Она в одну секунду взлетела из кресла с бокалом наперевес. Я присел, бокал врезался в стену и разлетелся вдребезги. Ксерокс весь засыпало осколками и залило виски.

– Ну давай, повтори. Скажи, что это не мое дело.

Я медленно выпрямился с поднятыми руками. На ковре, в том месте, где стоял бокал, осталось влажное пятно.

– Когда ты ее трахнул?

– Зачем тебе?

– Когда?

– Месяца два назад.

– Когда?

– Я же тебе сказал.

– Точнее.

– Тебе точную дату и время назвать?

– Днем? Или ночью? В постели? Или на диване? Или на кухонном столе? Поделись с нами, Итан, народ хочет знать.

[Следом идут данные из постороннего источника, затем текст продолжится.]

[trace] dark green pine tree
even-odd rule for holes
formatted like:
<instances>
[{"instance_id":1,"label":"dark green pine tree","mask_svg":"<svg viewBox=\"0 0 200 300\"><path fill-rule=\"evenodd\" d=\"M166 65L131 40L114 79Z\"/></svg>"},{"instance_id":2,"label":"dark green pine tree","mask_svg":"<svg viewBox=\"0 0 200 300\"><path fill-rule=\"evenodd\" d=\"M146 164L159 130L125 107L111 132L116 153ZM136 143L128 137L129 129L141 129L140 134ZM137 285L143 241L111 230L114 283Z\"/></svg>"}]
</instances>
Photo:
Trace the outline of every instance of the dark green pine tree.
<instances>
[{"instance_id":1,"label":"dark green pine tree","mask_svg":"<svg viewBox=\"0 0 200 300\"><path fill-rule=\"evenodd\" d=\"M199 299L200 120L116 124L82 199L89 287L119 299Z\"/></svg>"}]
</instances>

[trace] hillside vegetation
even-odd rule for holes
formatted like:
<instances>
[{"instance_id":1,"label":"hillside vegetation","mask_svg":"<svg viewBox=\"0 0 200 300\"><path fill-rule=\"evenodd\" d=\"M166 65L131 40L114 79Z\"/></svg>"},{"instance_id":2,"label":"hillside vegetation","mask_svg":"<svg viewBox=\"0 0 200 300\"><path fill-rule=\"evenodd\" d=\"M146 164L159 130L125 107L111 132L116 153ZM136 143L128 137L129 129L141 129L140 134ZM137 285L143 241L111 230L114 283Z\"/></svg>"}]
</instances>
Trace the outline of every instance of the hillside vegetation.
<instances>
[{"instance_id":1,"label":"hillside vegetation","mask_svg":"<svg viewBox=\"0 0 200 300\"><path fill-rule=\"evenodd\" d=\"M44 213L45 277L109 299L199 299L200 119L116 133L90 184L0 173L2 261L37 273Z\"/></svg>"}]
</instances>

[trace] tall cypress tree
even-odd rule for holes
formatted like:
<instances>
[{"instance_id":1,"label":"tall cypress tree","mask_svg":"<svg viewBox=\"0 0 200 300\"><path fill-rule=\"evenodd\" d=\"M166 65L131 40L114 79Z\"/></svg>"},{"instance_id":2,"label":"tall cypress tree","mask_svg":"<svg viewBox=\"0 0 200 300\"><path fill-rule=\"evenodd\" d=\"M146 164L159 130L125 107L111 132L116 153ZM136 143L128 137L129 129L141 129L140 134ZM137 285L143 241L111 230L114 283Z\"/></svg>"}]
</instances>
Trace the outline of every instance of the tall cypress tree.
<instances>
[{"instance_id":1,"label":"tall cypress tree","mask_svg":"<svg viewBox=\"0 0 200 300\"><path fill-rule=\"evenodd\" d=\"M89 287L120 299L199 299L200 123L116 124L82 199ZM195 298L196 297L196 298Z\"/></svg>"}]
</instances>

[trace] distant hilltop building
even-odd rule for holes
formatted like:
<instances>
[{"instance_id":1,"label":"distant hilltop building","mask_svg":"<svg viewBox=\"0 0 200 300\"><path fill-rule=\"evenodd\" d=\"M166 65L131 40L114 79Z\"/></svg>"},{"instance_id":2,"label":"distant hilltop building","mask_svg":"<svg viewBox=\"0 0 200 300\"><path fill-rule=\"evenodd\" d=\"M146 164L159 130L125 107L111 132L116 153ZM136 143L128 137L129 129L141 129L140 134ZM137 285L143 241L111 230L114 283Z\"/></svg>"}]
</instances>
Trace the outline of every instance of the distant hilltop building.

– Не помню точно числа. – Я помолчал. – В ночь похорон.

– А! Круто, ничего не скажешь.

Я подавил желание заорать на нее.

– Не понимаю, чего ты так расстраиваешься. Можно подумать, ты ни с кем другим за последние шесть лет не спала.

– А ты?

– Спал, конечно. Ты же знаешь.

– А я нет.

Что тут скажешь. В обычных обстоятельствах я вряд ли бы в это поверил, но не сейчас. Сейчас она точно говорила правду.

– Уходи, – сказала она.

– Мэрилин…

– Вон.

Я вышел в коридор и сел в лифт. Меня штормило, голова раскалывалась от услышанного. Похоже, мы друг друга не совсем понимали. И главное, мы не одинаково понимали основные принципы построения наших отношений. Кто-то вовремя не сформулировал это вслух. Сколько ошибок! Двери лифта открылись на первом этаже. В кабину ворвались волны грохочущей музыки. Народ веселился вовсю. Я взял пальто и вышел на улицу. С неба падали огромные снежинки, похожие на хлопья взбитых сливок. Надвигался буран.